Erm proteins catalyze either monomethylation (type I) or dimethylation (type II) reactions at the exocyclic N6 position of a specific adenine residue (A2058, Escherichia coli rRNA nucleotide numbering) in 23S rRNA to reduce the affinity of MLSB antibiotics to the peptidyl transferase center, the most problematic MLSB-resistance mechanism adopted by many clinically LGK-974 clinical trial isolated, resistant

pathogens (Weisblum, 1995). KsgA, another posttranscriptional rRNA methylation enzyme, catalyzes two consecutive dimethylation reactions, resulting in two adjacent, dimethylated adenines at the 3′ end of 16S rRNA in bacteria (Helser et al., 1972; Poldermans et al., 1979; O’Farrell et al., 2004). In contrast to Erm, the inactivation of the ksgA gene confers resistance to the aminoglycoside antibiotic kasugamycin. KsgA enzymes and the resulting methylated adenine bases Vincristine chemical structure appear to be conserved

in all three domains of life (O’Farrell et al., 2004; Xu et al., 2008; Park et al., 2009), while Erm is found in limited species of microorganisms that are considered to be either the target or the producers of MLSB antibiotics (Weisblum, 1995). This finding suggests that KsgA might be an essential enzyme for survival, but Erm is necessary only in the presence of antibiotic pressure. However, KsgA is not absolutely essential in bacteria. Mutant E. coli (i.e., KsgA−) exhibits a longer doubling Y-27632 cell line time, but survival does not appear to be affected by mutation (O’Farrell et al., 2004). Recent studies have demonstrated that KsgA binds to translationally inactive 30S ribosomal subunits and acts as a checkpoint in ribosome biogenesis by ensuring that only mature small subunits proceed to translation (Desai and Rife, 2006; Connolly

et al., 2008; Mangat and Brown, 2008; Xu et al., 2008). On the other hand, the eukaryotic ortholog of KsgA, Dim1, is found to be essential in yeast, where its most important role is the cleavage of 33S pre-rRNA rather than rRNA methylation (Lafontaine et al., 1994, 1995; Pulicherla et al., 2009).

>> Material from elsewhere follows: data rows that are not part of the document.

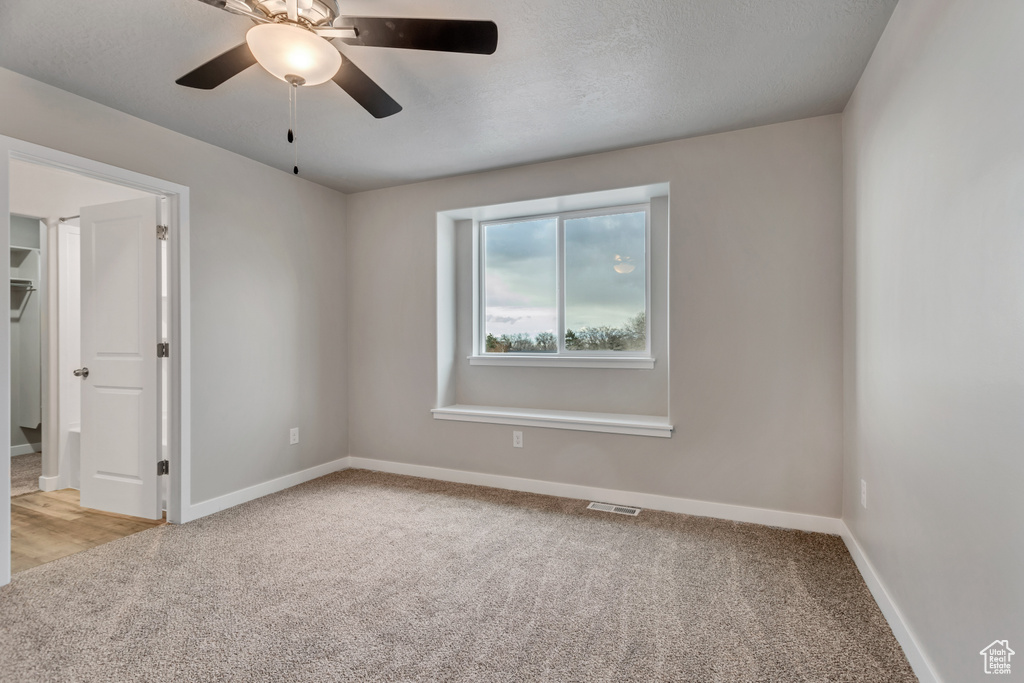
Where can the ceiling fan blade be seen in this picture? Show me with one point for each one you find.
(219, 69)
(373, 98)
(235, 9)
(440, 35)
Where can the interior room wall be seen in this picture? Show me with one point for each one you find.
(755, 323)
(934, 157)
(268, 311)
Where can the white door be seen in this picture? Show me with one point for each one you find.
(120, 323)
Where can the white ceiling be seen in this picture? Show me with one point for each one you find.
(569, 77)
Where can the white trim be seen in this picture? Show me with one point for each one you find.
(559, 360)
(610, 423)
(50, 483)
(796, 520)
(259, 491)
(25, 450)
(920, 662)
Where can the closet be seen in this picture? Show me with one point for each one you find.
(26, 337)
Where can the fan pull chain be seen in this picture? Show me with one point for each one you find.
(295, 126)
(293, 116)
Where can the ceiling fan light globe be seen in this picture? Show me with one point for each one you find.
(286, 50)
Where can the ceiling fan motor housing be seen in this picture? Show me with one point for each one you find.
(314, 12)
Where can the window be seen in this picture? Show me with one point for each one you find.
(573, 285)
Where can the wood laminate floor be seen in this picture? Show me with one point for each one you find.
(48, 525)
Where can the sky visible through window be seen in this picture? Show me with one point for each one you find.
(605, 274)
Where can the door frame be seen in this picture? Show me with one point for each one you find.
(179, 411)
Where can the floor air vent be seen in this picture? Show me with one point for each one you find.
(617, 509)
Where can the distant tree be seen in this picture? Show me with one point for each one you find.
(495, 345)
(572, 342)
(631, 337)
(546, 342)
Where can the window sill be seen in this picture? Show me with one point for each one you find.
(612, 423)
(540, 360)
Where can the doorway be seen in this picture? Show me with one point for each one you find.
(110, 438)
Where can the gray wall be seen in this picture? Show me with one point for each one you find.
(934, 156)
(267, 280)
(25, 231)
(756, 323)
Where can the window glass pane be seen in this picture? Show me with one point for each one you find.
(606, 283)
(519, 287)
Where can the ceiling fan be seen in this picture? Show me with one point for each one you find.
(291, 40)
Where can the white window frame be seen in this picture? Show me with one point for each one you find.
(562, 357)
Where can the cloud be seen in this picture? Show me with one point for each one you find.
(508, 319)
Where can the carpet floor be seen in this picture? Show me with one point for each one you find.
(25, 473)
(368, 577)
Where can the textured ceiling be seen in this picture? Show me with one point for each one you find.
(569, 77)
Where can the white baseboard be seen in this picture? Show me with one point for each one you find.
(684, 506)
(205, 508)
(25, 449)
(50, 483)
(919, 660)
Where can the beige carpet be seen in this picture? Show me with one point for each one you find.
(365, 577)
(25, 473)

The sequence homology between Erm and KsgA was first recognized in the mid-1980s (van Buul and van Knippenberg, 1985). These two protein families also have a very similar basic architecture; both consist of two domains, a conserved Rossman-fold N-terminal domain and a less-conserved C-terminal domain, and carry out very similar catalytic reactions (Yu et al., 1997; Schluckebier et al., 1999; O’Farrell et al., 2004). Recent crystal structures of Aquifex aeolicus KsgA in complex with RNA and cofactor revealed that Erm and KsgA showed a very similar mode in cofactor binding, but a different mode in the details of RNA binding (Tu et al., 2009).